«Ever Given» - Viele kleine (Online-) Händler lernen nun Risiko-Management auf die harte Tour!
Von GSL Consulting GmbHSie haben Waren auf der „Ever Given“, die den Suez-Kanal blockierte, transportieren lassen?
Dann werden Sie nun die Tücken des Seefrachtrechts kennenlernen.
Zum einen werden Sie sich fragen, wann Ihre Ware endlich ankommen wird. Das kann dauern, denn die Suezkanal-Behörde hat das Schiff erst einmal im Grossen Bittersee zwischen dem nördlichen und dem südlichen Teil des Suez-Kanals „an die Leine gelegt“. Grund: sie macht erhebliche Forderungen von über 600 Millionen US-Dollar geltend und sichert sich deren Zahlung durch ein Pfandrecht an Schiff und Ladung. Dauer: ungewiss. Es werden komplexe Fragestellungen zu klären sein. Alleine die Ermittlung des Schadens wird zu Kontroversen führen. Zudem haben es die letztlich zu klärenden komplexen Rechtsfragen, ggf. unter Berücksichtigung internationaler Regelwerke wie dem Haftungsbeschränkungsübereinkommen von 1996, „in sich“. Das kann dauern … Wann also Ihre Waren letztlich ankommen, steht derzeit in den Sternen. Welche vertraglichen Ansprüche Ihre Kunden deswegen gegen Sie geltend machen werden, ist eine Frage Ihres konkreten Vertrags.
Die entsprechenden Vertragsklauseln bestimmen hierfür sehr häufig englische Gerichte. Gerade in einem so komplexen Schadensfall wie der Ever Given dürfte für das Dipache-Verfahren eine mehrjährige Dauer veranschlagt werden.

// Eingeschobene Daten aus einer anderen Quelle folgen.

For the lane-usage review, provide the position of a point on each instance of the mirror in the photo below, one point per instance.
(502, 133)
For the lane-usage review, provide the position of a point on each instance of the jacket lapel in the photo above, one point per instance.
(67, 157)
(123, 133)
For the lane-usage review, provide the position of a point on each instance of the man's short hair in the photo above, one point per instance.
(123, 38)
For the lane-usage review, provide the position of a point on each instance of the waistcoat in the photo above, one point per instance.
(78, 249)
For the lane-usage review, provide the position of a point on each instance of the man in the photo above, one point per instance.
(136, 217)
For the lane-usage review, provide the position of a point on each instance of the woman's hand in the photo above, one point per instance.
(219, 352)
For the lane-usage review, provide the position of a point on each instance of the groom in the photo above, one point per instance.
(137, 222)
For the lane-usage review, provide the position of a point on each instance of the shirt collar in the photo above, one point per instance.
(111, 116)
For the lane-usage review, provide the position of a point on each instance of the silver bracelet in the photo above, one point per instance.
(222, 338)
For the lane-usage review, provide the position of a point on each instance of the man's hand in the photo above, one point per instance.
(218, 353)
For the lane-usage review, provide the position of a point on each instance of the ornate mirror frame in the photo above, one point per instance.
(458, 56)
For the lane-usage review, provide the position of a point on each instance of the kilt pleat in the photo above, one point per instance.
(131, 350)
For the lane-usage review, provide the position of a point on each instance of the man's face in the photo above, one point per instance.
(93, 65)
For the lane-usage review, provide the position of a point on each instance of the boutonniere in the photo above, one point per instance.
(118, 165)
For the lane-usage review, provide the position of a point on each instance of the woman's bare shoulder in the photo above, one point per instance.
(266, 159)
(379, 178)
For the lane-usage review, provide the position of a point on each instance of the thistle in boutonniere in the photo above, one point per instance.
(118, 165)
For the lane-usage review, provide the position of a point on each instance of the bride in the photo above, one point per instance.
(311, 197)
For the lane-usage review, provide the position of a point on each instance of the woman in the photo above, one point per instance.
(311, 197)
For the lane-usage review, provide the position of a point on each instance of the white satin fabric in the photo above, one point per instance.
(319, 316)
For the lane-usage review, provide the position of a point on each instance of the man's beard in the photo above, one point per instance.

Sofern Sie keine Transportversicherung abgeschlossen haben, kann es also sein, dass Sie auf erheblichen Schadensposten bis hin zum gesamten Wert Ihrer transportierten Güter selbst sitzen bleiben. Bei Seefracht-Verträgen sollten Sie auch stets prüfen, ob die Gefahr der Havarie Grosse mitversichert ist und sich kein entsprechender Ausschluss in den Allgemeinen Versicherungsbedingungen Ihrer Versicherung findet. Leider verzichten gerade viele kleinere Online-Händler, bei denen nur geringe Gewinnmargen bestehen, aus Kostengründen auf solche Versicherungen. Sofern dann viele ihrer Lieferungen auf der Ever Given transportiert wurden, kann das das Aus für ihr Geschäft bedeuten.
Haben Sie einen Spediteur beauftragt, sind Sie ebenfalls nicht „aus dem Schneider“: oftmals regeln Spediteure in ihren Allgemeinen Geschäftsbedingungen einen Befreiungsanspruch in Bezug auf Havariekosten, s. etwa Ziffer 17.3 ADSp 2017. Reedereiagenten, die auf der Basis der AB Spedlogswiss Reedereiagenten (2005) arbeiten, vermitteln nur den Vertragsschluss, so dass Sie Vertragspartner des Frachtführers sind und direkt von der Haftung betroffen werden. Ohne ausdrücklichen Auftrag ihres Auftraggebers schliessen in der Regel weder Spediteure noch Reedereiagenten eine Transportversicherung ab, sondern weisen den Kunden nur auf diese Möglichkeit hin und vermitteln oftmals Versicherungsverträge. Falls nicht auf eine Versicherung hingewiesen worden sein sollte, wäre im Einzelfall möglicherweise denkbar, Schadenersatzansprüche wegen Verletzung vertraglicher Hinweispflichten gegen den Spediteur oder Reedereiagenten geltend zu machen.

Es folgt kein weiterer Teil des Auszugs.